BRITISH prime minister Tony Blair had offered Princess Diana an "important place in government" shortly before she died, reveals a close friend Gulu Lalvani. "She accepted the offer, she was thrilled about it," Lalvani told Outlook. "That is one reason why she felt very close to the Labour government."
Lalvani, among the most successful Indian businessmen in Britain, said Diana had told him that "Tony Blair had talked to Bill Clinton about this when they met in London, and Clinton thought it was a great idea". What did Diana say about the offer? "She said, 'I'm thrilled, it's a great idea, I like it very much.'"
That offer was made over a lunch at 10 Downing Street, where Blair had invited her, Lalvani said. The lunch meeting was "on a Sunday about four to five weeks back", he added. Diana had told Lalvani after the lunch that Tony Blair "wanted to use me in government in some capacity". Evidently, the new British prime minister wanted take her up on her offer that she could become an ambassador for England.

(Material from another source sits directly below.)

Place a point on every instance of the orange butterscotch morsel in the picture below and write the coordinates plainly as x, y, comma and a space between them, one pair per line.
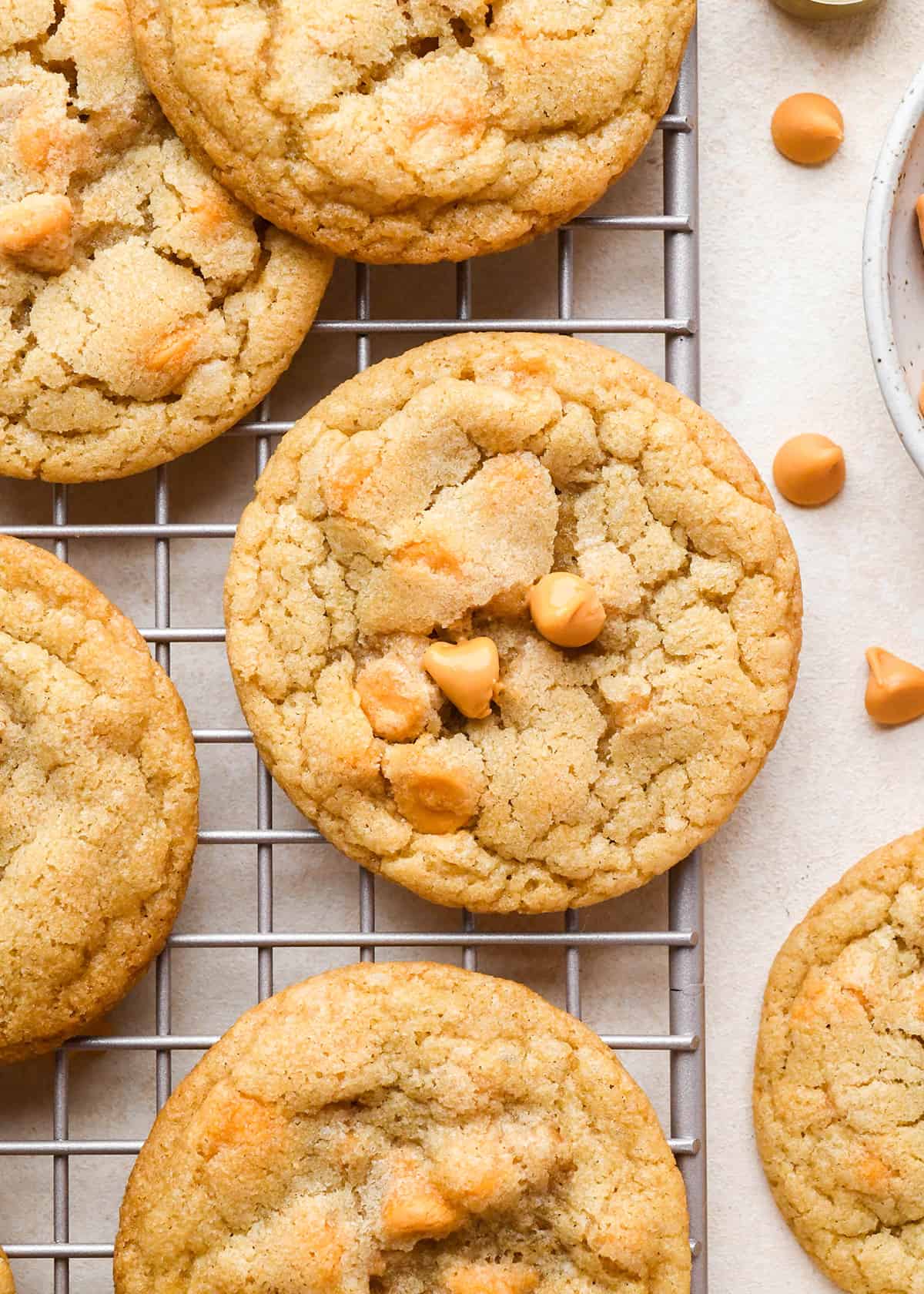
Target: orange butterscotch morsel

"The Labour government thought she was someone wonderful to involve in the government," Lalvani revealed. The new government role was to be offered to her soon. Gulu Lalvani, chairman of the Binatone group that manufactures telephone equipment, is very much part of the London social set. Brother of Delhi socialite Bina Ramani (after whom the group is named), his first brush with dating a celebrity was when he completed the triangle involving India's first Miss World, Rita Faria. Twice married, he now lives in London's fashionable Belgravia.
Lalvani said he had met Diana and Charles at Broadlands, the home of the Mountbattens, in 1984. "I knew her and Prince Charles formally for many years but since February this year Diana and I became very close," he said. "I got my divorce in January. After that she was single and I was single, and I came to know her very well."
Did they have a relationship? "I do not like to use that word relationship. We were very, very close friends, from the beginning of the year up until all this happened. She came to know my children, Divia and Zoran, very well. It has been a huge shock, because I had come to know her so well."
And was Dodi Al-Fayed in the way of that friendship? "Not at all. Not at all. There had been some proposal for my former wife and me to get together. I talked about that with Diana. And I knew all that was going on with her, she used to confide a lot in me. She and Dodi were to come to my place in a few days."
Lalvani claimed that Diana was due to visit India in January 1998 despite opposition from the Indian high commissioner, L.M. Singhvi. The latter had called newsmen earlier to say that he had persuaded Diana to visit India next year. That surprised Lalvani, who was invited as a close friend of hers to attend the funeral. "She told me she wanted to do a documentary on the AIDS epidemic in Mumbai, just like the documentary she had done on landmines in Angola. She told me she had approached the Indian high commissioner in London and that he had turned her proposal down."
What was the reason? "She was told that the Government of India might not like the idea because it would expose the AIDS epidemic in India to the world, it would affect tourist traffic to India." Diana, he said, "told me after her meeting with Singhvi that he had opposed her visit and that she wished he had agreed to it".
Lalvani offered to arrange her visit privately: "I offered to hire a local camera crew and said to her, we will just go ahead and do it. Diana was to feature in the documentary. She would meet people and interview them on film." They had planned a half-hour documentary, he noted.
Asked to comment on Singhvi's remarks, Lalvani said: "He was totally against it. He knows that and I know that. She was very disappointed he would not let her do it." Lalvani added that he was also to arrange some sightseeing for her: "She loved India, she just wanted to see more of India as a private person." He disclosed that she also wanted sons William and Harry to visit Mother Teresa's ashram in Calcutta. "I was going to arrange that separately during the Easter holidays because the boys were going to be in school in January." But that was not to be.